Wieso haben Sie nicht gleich mitgetippt?
Die mechanischen Schreibmaschinen waren viel zu laut. Die fertigen Manuskripte trugen wir dann auf Pfennigabsätzen durch die Setzerei vorbei an der Mettage zum Linotype-Menschen, der das alles noch einmal abtippte.
Mettage?
Der Umbruch, dort wurden die gesetzten Seiten zusammengebaut, die Überschriften per Handsatz hinzugefügt. Die Metteure waren große Künstler. Für das Korrekturlesen wurden Handabzüge gemacht. Es ist lustig, wenn man das heute erzählt. Einmal in der Woche war Redaktionsschluss, das war der Tag, auf den man hinlebte, die Nacht. Ich konnte mich gut einordnen in diese Abläufe.

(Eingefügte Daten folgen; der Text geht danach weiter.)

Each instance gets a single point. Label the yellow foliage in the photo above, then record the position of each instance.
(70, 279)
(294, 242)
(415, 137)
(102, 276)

Auch über das Tippen hinaus?
Mittwoch früh wurde Korrektur gelesen. Eigentlich Redakteurssache, aber wenn man interessiert war und sich ein bisschen reindrängelte, hat niemand einen rausgeschmissen. Mich jedenfalls nicht. Wenn ein Telefon klingelte, musste ich natürlich laufen. Aber das Witzigste, fällt mir gerade ein, was heute noch auf mich zurückzuführen ist, ist die Käsekonferenz.
Die Käsekonferenz?
Am Freitagnachmittag ist bei der Zeit die große Konferenz, und unsere politischen Redakteure wollten sich davor immer intern absprechen. Das geschah zur Mittagszeit, und da hatten sie immer Hunger. Also habe ich in der Lebensmittelabteilung bei Karstadt gegenüber vom Pressehaus Käse eingekauft. Das fing in den Jahren erst an, dass man hier gute französische und italienische Käsesorten bekam. Dazu Baguettebrot, manchmal Beefhack. Das habe ich denen serviert, und so hieß diese Vorbesprechung Käsekonferenz. Heißt sie heute noch, ein Fachbegriff. Ist das nicht süß?
Aber Sie haben den Käse nicht auch noch spendiert.
Nein, ich habe hinterher abkassiert. Aber die Redakteure waren froh, dass was zu essen da war. Und eine Flasche Mateus brachte ich auch immer mit, diesen leicht moussierenden portugiesischen Rosé im Bochsbeutel.
Haben Sie auch redigiert?
Es gab beim Abtippen immer Stellen, wo ich sagte: Kann man hier nicht das und das sagen? Wäre es hier nicht besser, Sie blieben im Präsens? Einfachste Dinge.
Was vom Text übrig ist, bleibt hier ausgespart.